There are a variety of functional proteins localized on the cell membrane that participate in many crucial cellular processes, such as signal transduction and transmembrane transport. The spatiotemporal distribution of specific membrane proteins largely determines their activity states and functions. It is known that the sizes of membrane proteins and the distances between them are both on a nanometer scale. Owing to diffraction limits, traditional optical microscopy cannot provide the spatial distribution of membrane proteins at the single-molecule level. Therefore, imaging techniques with strong specificity and high resolution are urgently required to reveal the precise spatial distribution of membrane proteins. Nowadays, single-molecule localization microscopy (SMLM) offers new opportunities to resolve the detailed distribution information of membrane proteins at the nanoscale, while the great improvement in spatial resolution also presents higher demands for accurate clustering segmentation of images. Density-based spatial clustering of applications with noise clustering (DBSCAN) is one of the most commonly used clustering methods; however, it shows relatively poor performance in clustering segmentation in SMLM images of membrane proteins with heterogeneous density. To address this issue, we propose a novel clustering method using a combination of a multi-step DBSCAN and a hierarchical clustering algorithm. This improved clustering method is based on the traditional DBSCAN method, which combines area threshold analysis and hierarchical clustering.

In the present work, we improved the traditional DBSCAN method by introducing a variable neighborhood radius and hierarchical clustering to perform precise image clustering segmentation in the original image (Fig. 2). First, we inputted a relatively large parameter (ε₁, M₁) to perform the DBSCAN calculation. Owing to this relatively large parameter, the excessively discrete points in the original image were removed as noise points. Meanwhile, some of the close-point clusters merged together. Subsequently, the area of each preliminarily identified cluster was calculated and divided by the average area for normalization. Based on the acquired normalized values, we selected an appropriate threshold parameter for extracting clusters with a relatively large area. Subsequently, secondary DBSCAN was performed by the input of a smaller or equal parameter (ε₂, M₁; ε₂≤ε₁). For each point cluster extracted in the second step, the calculation was looped from ε₂ to ε₁. The parameter showing the maximum number of divisible point clusters in the output during the looped process from ε₂ to ε₁ was selected as the clustering parameter for the next hierarchical clustering. Finally, we combined the above two DBSCAN results to obtain the final clustering segmentation result.

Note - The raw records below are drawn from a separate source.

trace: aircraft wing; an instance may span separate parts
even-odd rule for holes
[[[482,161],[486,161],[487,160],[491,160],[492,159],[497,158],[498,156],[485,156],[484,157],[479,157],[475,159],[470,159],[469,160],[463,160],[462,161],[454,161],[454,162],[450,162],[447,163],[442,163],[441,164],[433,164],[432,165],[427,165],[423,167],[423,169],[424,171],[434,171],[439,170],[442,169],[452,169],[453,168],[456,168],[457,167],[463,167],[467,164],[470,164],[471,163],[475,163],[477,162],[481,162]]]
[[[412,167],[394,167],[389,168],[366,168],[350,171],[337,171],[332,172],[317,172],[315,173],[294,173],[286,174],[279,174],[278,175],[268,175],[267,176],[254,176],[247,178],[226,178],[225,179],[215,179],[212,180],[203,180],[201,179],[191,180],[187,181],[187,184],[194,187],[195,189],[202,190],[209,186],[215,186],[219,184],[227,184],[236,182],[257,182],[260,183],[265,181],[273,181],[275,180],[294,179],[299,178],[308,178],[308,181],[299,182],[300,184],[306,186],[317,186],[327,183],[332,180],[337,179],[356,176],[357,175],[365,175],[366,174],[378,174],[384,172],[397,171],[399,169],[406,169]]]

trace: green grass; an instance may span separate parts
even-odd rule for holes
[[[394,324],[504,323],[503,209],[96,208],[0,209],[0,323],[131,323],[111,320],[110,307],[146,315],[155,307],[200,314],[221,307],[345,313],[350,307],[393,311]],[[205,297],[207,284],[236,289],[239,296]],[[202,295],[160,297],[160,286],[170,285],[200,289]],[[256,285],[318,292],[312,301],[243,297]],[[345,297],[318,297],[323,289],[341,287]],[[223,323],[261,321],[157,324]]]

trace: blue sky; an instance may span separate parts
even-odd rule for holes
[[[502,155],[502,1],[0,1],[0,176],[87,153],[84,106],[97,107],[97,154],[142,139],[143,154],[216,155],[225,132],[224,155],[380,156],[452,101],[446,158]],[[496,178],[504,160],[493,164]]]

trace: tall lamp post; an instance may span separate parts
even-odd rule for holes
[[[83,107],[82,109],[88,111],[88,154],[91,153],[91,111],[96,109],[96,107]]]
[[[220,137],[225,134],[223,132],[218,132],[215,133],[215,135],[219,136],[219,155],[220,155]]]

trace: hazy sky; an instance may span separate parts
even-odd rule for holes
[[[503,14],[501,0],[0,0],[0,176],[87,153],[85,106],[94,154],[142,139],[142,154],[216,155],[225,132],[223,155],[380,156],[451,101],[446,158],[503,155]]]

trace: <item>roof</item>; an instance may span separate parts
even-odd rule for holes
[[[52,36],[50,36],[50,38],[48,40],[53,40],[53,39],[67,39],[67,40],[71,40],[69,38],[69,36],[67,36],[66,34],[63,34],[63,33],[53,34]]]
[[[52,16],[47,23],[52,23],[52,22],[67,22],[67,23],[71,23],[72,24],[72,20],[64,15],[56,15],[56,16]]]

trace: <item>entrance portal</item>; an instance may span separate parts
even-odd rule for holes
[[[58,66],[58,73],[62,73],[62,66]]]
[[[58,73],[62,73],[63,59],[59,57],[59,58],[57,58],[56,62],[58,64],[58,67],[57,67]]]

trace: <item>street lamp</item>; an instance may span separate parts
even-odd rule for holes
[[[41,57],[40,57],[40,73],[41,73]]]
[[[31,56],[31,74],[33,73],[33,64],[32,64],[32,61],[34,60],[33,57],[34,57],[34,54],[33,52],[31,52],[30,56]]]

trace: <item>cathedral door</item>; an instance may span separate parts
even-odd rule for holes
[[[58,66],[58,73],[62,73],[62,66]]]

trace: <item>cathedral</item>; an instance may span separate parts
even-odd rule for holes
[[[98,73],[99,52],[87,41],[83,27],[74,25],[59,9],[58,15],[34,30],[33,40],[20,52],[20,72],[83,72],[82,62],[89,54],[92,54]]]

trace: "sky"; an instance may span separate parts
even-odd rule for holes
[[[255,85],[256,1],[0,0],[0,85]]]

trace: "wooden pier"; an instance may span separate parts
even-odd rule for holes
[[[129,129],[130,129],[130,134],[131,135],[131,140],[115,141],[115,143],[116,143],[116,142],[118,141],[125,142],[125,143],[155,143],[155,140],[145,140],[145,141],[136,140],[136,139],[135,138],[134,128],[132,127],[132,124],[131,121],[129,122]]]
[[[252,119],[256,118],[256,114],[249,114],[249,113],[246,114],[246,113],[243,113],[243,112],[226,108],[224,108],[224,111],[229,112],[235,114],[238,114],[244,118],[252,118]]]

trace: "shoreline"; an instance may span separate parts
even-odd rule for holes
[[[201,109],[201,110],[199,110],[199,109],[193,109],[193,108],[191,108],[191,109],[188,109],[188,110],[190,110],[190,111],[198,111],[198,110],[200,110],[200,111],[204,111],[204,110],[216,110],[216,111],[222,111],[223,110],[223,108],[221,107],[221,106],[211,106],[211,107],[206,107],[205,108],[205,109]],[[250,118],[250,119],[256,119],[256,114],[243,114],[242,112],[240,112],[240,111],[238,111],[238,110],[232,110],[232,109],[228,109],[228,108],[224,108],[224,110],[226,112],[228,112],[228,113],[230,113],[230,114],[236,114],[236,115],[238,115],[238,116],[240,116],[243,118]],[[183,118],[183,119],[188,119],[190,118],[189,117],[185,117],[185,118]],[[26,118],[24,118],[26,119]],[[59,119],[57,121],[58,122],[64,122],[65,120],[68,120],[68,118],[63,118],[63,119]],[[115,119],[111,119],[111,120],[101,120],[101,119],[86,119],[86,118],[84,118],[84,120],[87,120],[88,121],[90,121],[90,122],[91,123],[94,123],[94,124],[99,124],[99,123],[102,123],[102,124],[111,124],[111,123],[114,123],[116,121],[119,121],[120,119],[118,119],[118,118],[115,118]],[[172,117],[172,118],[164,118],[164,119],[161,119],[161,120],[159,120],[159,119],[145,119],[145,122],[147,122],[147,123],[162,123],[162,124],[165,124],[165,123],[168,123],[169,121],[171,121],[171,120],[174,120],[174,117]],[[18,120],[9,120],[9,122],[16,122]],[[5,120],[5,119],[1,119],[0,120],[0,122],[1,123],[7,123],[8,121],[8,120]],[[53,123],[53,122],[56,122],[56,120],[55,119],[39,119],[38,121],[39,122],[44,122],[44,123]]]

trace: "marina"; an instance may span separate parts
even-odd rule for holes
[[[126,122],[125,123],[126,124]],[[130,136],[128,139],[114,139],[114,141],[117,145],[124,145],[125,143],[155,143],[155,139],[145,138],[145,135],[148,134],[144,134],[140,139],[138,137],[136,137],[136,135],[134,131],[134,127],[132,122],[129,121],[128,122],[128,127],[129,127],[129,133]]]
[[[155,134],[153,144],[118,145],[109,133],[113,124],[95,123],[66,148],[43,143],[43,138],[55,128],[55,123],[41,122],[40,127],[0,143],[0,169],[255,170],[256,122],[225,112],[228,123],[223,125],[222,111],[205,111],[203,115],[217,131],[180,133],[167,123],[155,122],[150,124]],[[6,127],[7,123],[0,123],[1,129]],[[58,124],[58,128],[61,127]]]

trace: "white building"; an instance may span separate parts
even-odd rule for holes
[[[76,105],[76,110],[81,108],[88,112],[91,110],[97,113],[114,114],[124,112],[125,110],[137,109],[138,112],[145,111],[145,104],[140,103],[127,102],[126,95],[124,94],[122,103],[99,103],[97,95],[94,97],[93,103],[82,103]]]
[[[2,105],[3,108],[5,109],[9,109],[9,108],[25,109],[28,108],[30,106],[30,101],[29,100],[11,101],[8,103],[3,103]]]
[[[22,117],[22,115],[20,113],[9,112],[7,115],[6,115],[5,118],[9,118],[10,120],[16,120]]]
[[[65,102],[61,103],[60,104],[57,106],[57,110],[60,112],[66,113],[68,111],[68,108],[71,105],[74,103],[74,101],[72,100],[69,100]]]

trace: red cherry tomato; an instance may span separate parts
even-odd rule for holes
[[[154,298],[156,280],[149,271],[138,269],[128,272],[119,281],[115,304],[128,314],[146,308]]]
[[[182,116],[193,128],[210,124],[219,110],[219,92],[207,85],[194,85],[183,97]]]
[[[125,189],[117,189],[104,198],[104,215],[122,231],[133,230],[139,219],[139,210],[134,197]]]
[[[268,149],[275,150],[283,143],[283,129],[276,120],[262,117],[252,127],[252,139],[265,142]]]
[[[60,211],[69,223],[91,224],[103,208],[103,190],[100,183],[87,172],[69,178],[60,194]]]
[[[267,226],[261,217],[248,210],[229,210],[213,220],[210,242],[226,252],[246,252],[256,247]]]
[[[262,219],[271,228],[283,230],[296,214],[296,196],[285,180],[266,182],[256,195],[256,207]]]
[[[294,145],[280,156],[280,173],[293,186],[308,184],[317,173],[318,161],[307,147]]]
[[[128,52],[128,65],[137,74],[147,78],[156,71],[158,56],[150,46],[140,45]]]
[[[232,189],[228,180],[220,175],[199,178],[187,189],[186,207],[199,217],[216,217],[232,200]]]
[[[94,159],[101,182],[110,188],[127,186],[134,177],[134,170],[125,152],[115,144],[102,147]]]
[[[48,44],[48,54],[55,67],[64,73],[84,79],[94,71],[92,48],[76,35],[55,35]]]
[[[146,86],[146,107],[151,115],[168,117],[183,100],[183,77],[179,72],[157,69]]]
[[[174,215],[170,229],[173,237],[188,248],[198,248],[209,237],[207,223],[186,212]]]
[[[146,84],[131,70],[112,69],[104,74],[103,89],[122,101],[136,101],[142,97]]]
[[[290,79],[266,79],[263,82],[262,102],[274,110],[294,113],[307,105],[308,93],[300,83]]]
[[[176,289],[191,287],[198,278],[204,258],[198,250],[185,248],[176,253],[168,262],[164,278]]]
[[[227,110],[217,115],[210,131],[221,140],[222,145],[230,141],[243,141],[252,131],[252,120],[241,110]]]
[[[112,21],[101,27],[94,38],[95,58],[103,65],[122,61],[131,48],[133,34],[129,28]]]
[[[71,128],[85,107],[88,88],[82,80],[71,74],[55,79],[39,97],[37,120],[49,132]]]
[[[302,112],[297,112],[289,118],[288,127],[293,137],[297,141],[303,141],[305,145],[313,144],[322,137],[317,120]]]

We tested this improved clustering method on both simulated and experimental SMLM data. For the simulation datasets, we chose the D31 and S2 datasets from previous studies as our test objects (Fig. 4). The purity of the improved method on the D31 dataset was 95.64% (86.52% for the traditional DBSCAN method), and the adjusted Rand index was 0.9186 (0.6463 for the traditional DBSCAN method). In addition, the silhouette coefficient and noise ratio were used to analyze the two datasets. Compared with the traditional DBSCAN method, the silhouette coefficient of the improved method significantly increased, and the noise ratio decreased (Table 1). For the S2 dataset, the improved method also exhibited a more accurate segmentation effect than the traditional DBSCAN method. The identification purity of the improved method for the S2 dataset was 95.52% (77.38% for the traditional DBSCAN method), and the adjusted Rand index was 0.9128 (0.6777 for the traditional DBSCAN method). The silhouette coefficient and noise ratio increased and decreased, respectively (Table 1). For the experimental SMLM data, we tested the clustering segmentation effect of the improved method on the uniform, random, and non-uniform SMLM images of membrane proteins (Fig. 5). Similarly, the improved clustering method has a higher accuracy and silhouette coefficient, and a lower noise ratio (Table 1). However, it is regrettable that the time consumption of the improved clustering method is higher than that of the traditional DBSCAN method for both the simulated and experimental datasets (Table 1).

Based on the characteristics of the point clusters in SMLM images of membrane proteins, we proposed a novel clustering method that combines area threshold segmentation and multi-step clustering segmentation based on the traditional DBSCAN algorithm. When we applied this method for the image segmentation of simulated datasets as well as experimental SMLM data of membrane proteins, the obtained parameters, including purity, adjusted Rand index, silhouette coefficients, and noise ratio, were generally improved compared with those of the traditional DBSCAN method. On the premise of accurate clustering recognition of super-resolution images and a certain noise reduction ability, the localization information of each cluster can be preserved as much as possible. Our method exhibites a good clustering segmentation ability, especially for SMLM images of membrane proteins with heterogeneous densities. This improved clustering method provides novel insights into the segmentation of membrane protein SMLM images, which is expected to facilitate research into the nanoscale spatial distribution of various membrane proteins.